Wednesday, 11 January 2012

11th Jan 2012 Sort Of An Obituary, To A Dreamer Of The Ultramodern Brookstick

Jan 11A
A few days before Christmas, the Spanish aeronautic engineer, Manuel Jalon, the man who lift the women off the floor, passed away.



While drinking beer in the Tubo of Zaragoza, a friend challenged him to invent something practical and useful for people, pointing to a woman on her knees scrubbing the floor. With ingenuity and passion, he designed the floor mop, and also a factory to fabricate it in great numbers. To his imaginative talent, united also his entrepreneurial capacity.
 


From the first model Mop, the Cisne (Swan) created in 1964, practically never changed till today, more than 50 millions units have been sold, without counting the many imitations, avoiding rheumatic diseases that suffered a lot of women doing scrubbing chores.
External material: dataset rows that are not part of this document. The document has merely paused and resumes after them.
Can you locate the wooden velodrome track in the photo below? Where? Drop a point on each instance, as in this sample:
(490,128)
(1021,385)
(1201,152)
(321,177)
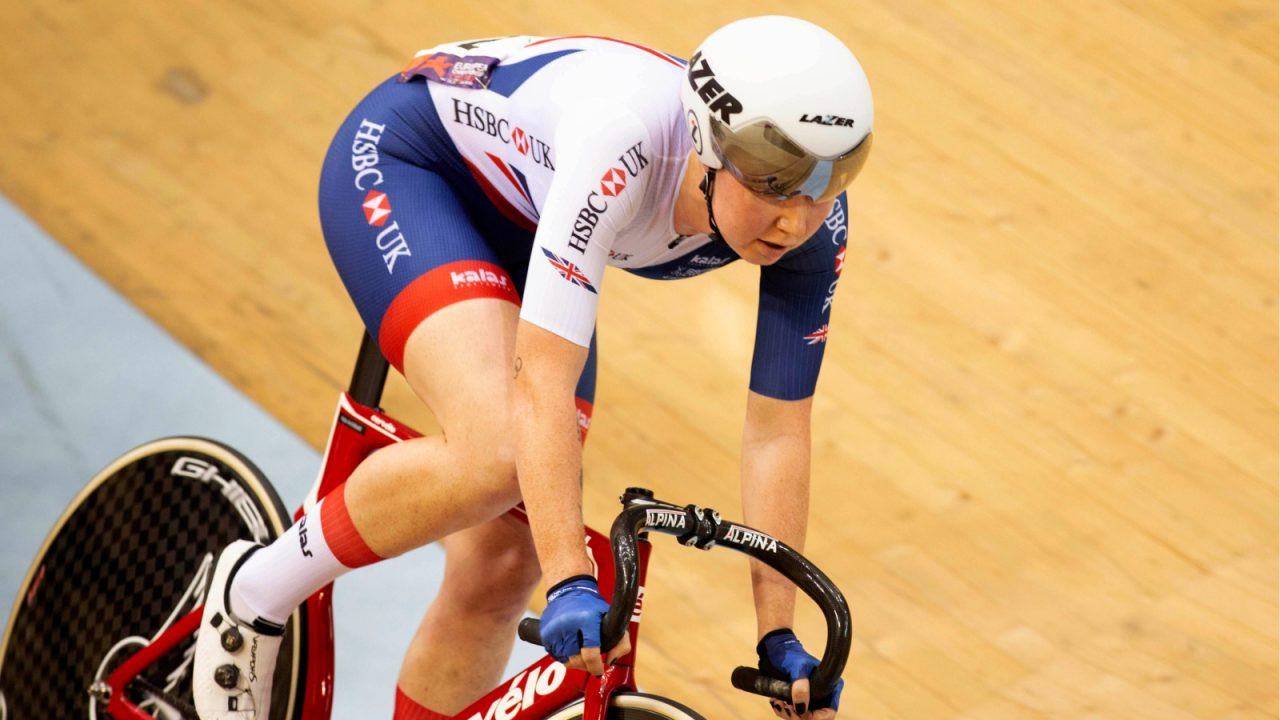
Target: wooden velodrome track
(1045,441)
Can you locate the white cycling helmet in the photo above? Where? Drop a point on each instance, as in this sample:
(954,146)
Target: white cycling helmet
(782,105)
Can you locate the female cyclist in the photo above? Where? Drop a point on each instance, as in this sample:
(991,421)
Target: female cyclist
(470,205)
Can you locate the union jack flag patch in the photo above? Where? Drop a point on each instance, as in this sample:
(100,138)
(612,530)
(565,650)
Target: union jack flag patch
(817,336)
(568,270)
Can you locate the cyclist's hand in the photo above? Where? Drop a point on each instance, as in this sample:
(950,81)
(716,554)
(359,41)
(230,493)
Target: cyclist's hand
(784,657)
(571,625)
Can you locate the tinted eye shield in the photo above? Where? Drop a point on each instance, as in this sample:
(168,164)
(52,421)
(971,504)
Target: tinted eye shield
(767,162)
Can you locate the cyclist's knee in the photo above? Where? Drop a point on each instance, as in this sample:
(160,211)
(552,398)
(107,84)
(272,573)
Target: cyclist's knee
(487,449)
(496,584)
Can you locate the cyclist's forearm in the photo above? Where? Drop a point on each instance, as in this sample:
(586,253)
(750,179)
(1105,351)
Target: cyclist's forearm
(548,452)
(776,496)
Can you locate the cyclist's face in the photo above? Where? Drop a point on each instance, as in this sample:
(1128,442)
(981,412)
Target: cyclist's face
(762,229)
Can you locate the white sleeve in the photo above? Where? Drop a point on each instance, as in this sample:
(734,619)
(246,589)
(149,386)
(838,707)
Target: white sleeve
(602,165)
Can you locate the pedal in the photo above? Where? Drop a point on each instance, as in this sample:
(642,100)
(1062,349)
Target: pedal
(227,677)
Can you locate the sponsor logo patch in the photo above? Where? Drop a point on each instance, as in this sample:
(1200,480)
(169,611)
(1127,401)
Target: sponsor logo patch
(702,78)
(833,121)
(613,182)
(376,208)
(481,119)
(568,270)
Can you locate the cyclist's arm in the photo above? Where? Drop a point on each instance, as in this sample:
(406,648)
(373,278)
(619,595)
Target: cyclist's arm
(548,452)
(580,217)
(776,495)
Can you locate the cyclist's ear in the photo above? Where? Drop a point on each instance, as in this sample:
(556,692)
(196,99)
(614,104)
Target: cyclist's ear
(800,696)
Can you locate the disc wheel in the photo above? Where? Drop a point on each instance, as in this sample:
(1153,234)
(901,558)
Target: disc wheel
(131,555)
(632,706)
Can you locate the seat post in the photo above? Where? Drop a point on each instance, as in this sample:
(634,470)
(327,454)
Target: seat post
(370,374)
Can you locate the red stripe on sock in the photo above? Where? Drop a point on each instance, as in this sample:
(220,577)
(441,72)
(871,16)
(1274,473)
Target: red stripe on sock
(584,418)
(408,710)
(341,533)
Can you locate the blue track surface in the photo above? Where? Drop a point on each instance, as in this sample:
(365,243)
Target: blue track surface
(85,376)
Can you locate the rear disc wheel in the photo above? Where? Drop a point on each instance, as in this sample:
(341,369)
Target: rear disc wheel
(632,706)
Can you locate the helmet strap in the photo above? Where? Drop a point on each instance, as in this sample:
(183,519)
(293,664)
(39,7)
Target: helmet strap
(708,187)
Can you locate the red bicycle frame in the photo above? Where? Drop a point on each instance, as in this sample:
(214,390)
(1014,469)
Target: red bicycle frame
(531,695)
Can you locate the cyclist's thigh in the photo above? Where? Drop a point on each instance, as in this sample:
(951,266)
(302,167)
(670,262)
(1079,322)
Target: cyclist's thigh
(398,228)
(412,258)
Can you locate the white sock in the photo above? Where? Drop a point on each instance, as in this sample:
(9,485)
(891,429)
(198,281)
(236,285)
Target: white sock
(277,578)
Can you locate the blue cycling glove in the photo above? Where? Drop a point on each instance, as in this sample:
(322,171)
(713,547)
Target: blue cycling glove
(784,657)
(572,618)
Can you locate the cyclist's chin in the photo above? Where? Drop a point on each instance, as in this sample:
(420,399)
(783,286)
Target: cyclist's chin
(763,253)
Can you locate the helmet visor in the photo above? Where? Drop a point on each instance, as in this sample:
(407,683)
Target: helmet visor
(769,163)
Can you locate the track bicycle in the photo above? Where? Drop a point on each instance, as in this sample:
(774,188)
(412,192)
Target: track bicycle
(104,623)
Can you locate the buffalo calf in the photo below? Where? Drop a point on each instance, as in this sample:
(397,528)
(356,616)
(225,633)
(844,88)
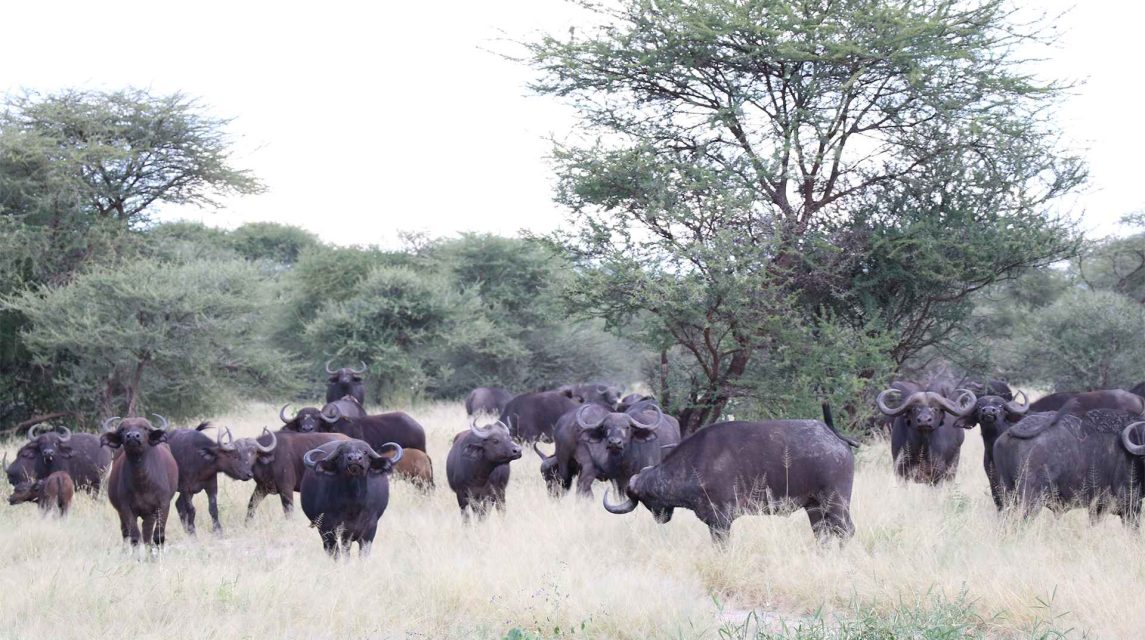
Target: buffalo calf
(52,494)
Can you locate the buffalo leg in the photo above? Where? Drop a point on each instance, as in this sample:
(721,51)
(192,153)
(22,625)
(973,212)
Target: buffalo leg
(212,490)
(255,498)
(186,510)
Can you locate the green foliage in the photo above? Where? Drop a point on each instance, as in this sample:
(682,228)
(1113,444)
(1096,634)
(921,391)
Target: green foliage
(756,165)
(180,339)
(271,242)
(1084,340)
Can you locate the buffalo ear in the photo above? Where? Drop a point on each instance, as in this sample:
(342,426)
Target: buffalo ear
(112,440)
(644,435)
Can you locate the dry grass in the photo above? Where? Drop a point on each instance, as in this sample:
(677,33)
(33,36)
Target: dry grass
(562,567)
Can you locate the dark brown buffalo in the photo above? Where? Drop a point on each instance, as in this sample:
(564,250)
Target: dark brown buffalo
(308,419)
(1088,401)
(346,490)
(49,450)
(1074,459)
(52,494)
(143,477)
(200,459)
(345,381)
(416,467)
(727,469)
(478,467)
(281,469)
(534,416)
(487,400)
(395,426)
(928,429)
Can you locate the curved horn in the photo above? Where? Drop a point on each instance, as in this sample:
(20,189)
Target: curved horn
(1130,445)
(639,408)
(1019,408)
(579,418)
(336,413)
(267,448)
(958,411)
(881,401)
(399,451)
(230,440)
(628,506)
(307,458)
(539,452)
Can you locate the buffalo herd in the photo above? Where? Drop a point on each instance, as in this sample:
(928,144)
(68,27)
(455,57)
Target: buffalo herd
(1078,450)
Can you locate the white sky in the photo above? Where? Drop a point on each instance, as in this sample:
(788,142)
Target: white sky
(366,119)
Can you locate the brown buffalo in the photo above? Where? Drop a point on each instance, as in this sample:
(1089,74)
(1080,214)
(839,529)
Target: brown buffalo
(52,494)
(143,477)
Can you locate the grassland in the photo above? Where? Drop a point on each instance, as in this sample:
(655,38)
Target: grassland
(924,562)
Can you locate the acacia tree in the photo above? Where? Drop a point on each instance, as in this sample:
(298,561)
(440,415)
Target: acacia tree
(749,165)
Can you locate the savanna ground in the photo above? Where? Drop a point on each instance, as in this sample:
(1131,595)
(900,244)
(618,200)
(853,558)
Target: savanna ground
(924,562)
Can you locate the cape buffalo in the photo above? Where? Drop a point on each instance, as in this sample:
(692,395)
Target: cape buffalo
(478,467)
(200,459)
(925,443)
(487,400)
(593,443)
(143,477)
(308,419)
(52,494)
(345,491)
(534,416)
(994,415)
(729,468)
(416,467)
(80,455)
(395,426)
(1087,401)
(279,471)
(1066,460)
(345,381)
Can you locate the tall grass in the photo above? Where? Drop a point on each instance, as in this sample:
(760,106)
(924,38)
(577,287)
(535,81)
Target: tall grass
(567,568)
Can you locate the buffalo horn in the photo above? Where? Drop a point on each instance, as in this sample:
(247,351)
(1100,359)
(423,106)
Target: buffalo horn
(267,448)
(961,411)
(1130,445)
(1019,408)
(579,418)
(628,506)
(336,413)
(230,440)
(639,408)
(881,401)
(399,451)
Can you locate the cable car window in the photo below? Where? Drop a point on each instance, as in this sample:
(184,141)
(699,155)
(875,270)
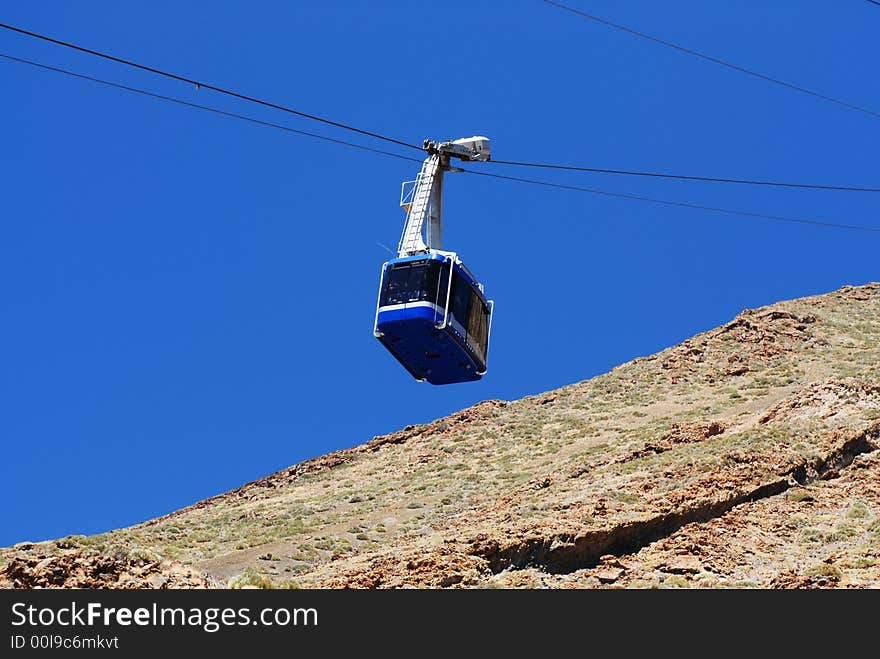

Jalon also designed in 1978 a disposable (of once only use) syringe, for injecting or withdrawing fluids from the body, fabricated 25,000 million units in 15 factories all over the world.
 


However, it mattered less to him the numbers but very much the people; the lives that could be improved or saved, understanding well that talent should be put into service for the good of the society. Despite being a businessman and creator of useful objects, he was very much against the kind of consumer society, and had clear idea of his responsibility to rectify those multinational companies that extended their products all over the globe with the benefits exclusively to the proprietors. He also knew that society didn't need frenetically new products but good and reliable products, economic and durable ones.



What was the motto of this humanist advocate on route of extinction? 'Dreaming actively, seeing and anticipating a better future for all'. Which business school teaches this doctrine?